If you’re looking for high-quality dividend stocks that pay better-than-average yields, then you’ve come to the right place. Let’s take a quick look at two that you could buy right now.
Chartwell Retirement Residences
Chartwell Retirement Residences (TSX:CSH.UN) is the largest owner and operator of senior residences in Canada. As of December 31, 2016, its portfolio consists of 188 communities, including 133 fully owned, 46 partially owned, and nine managed communities that are located across Ontario, Quebec, British Columbia, and Alberta
Chartwell currently pays a monthly distribution of $0.048 per unit, representing $0.576 per unit on an annualized basis, which gives its stock a yield of about 3.7% at today’s levels.
In addition to being a high yielder, Chartwell is an up-and-coming distribution-growth star. It has raised its annual distribution each of the last two years, and its 2.5% hike in February has it positioned for 2017 to mark the third consecutive year with an increase.
I think Chartwell can continue to grow its distribution for many years to come. I think its very strong financial performance, including its 13.3% year-over-year increase in adjusted funds from operations (AFFO) to $0.85 per unit 2016, its greatly improved payout ratio, including 65.4% of its AFFO in 2016 compared with 72.6% in 2015, and the growing demand for senior care services, which can be attributed to Canada’s aging population, will allow its streak of annual distribution increases to continue into the 2020s.
Royal Bank of Canada
Royal Bank of Canada (TSX:RY)(NYSE:RY), or RBC for short, is Canada’s second-largest bank as measured by assets with approximately $1.16 trillion as of January 31. It offers a wide range of financial products and services to over 16 million customers in Canada, the United States, and 35 other countries around the world.

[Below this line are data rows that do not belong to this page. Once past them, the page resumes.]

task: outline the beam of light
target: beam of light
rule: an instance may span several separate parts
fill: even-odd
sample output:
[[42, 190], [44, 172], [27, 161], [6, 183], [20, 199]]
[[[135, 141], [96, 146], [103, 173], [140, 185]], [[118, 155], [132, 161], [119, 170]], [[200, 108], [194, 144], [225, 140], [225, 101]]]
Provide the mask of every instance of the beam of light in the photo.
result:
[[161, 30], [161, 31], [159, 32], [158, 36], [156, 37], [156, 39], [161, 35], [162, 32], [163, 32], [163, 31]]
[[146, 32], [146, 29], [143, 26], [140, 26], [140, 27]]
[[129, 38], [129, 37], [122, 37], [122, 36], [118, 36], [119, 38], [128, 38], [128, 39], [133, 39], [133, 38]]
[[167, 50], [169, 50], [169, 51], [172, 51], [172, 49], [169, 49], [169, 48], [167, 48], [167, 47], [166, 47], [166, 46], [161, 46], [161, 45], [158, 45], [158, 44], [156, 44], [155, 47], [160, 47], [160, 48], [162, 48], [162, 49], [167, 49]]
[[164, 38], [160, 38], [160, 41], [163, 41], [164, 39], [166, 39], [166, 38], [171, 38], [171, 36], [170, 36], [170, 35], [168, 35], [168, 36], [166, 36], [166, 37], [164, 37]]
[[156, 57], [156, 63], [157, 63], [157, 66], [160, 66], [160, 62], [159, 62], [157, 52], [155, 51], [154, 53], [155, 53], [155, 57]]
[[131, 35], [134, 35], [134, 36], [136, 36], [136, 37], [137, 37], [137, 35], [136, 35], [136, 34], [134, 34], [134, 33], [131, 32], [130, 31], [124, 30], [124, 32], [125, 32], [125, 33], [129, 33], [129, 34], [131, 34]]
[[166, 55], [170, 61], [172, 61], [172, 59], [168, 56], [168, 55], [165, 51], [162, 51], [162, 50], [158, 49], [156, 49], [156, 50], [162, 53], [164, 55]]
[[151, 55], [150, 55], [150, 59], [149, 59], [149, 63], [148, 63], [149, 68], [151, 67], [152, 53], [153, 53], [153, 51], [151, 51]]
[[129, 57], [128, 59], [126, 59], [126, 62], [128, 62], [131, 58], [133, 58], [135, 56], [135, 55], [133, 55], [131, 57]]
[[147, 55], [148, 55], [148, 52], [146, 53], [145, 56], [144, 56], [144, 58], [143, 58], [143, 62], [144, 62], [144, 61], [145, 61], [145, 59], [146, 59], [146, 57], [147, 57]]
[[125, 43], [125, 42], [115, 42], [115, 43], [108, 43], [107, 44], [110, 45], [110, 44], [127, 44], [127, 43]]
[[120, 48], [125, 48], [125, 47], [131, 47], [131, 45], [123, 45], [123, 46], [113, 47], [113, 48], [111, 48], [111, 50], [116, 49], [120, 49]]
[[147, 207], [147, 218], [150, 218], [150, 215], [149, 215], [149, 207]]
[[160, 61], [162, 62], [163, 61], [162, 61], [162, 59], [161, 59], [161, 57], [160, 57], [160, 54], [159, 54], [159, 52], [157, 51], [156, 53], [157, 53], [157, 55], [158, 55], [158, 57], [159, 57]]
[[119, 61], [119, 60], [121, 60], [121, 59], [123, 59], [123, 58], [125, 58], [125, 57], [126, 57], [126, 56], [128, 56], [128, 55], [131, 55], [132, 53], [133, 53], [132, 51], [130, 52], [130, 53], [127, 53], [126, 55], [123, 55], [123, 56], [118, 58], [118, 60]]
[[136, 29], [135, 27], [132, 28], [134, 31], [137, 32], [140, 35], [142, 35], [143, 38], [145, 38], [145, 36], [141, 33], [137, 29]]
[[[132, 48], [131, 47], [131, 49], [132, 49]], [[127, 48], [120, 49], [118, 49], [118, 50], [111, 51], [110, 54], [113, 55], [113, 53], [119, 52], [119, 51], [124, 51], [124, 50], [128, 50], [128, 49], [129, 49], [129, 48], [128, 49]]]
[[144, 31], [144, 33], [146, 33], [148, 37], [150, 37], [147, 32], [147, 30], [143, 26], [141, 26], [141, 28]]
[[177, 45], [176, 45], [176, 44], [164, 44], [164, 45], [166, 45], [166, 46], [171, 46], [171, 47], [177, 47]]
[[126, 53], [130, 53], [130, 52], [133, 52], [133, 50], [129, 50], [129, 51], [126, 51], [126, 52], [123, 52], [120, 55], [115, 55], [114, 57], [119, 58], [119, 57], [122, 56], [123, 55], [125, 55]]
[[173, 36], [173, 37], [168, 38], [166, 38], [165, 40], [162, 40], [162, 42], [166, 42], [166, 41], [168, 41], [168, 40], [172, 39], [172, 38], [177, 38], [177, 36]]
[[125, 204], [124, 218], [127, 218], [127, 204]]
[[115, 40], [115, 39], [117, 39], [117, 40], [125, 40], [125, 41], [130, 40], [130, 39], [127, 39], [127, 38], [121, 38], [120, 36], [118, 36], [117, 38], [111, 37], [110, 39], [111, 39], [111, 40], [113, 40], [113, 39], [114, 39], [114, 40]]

RBC currently pays a quarterly dividend of $0.87 per share, representing $3.48 per share on an annualized basis, which gives its stock a yield of about 3.6% today.
Like Chartwell, RBC has shown a dedication to growing its dividend, but it’s a proven star rather than an up-and-comer. It has raised its annual dividend payment each of the last six years, and its two hikes in the last 10 months, including its 2.5% hike in August 2016 and its 4.8% hike in February of this year, have it on pace for 2017 to mark the seventh consecutive year with an increase.
I think RBC is a top pick for dividend growth going forward as well. It has a target dividend-payout range of 40-50% of its net income available to common shareholders, so I think its continued growth, including its 3.9% year-over-year increase to $10.11 billion in 2016 and its 24.3% year-over-year increase to $2.94 billion in the first quarter of 2017, and its improved payout ratio, including 41.9% in the first quarter of 2017 compared with 47.6% in fiscal 2016, will allow its streak of annual dividend increases to continue for another seven years at least.
Which should you buy today?
Chartwell Retirement Residences and RBC would make great additions to any Foolish portfolio, so take a closer look and strongly consider adding one of them to yours.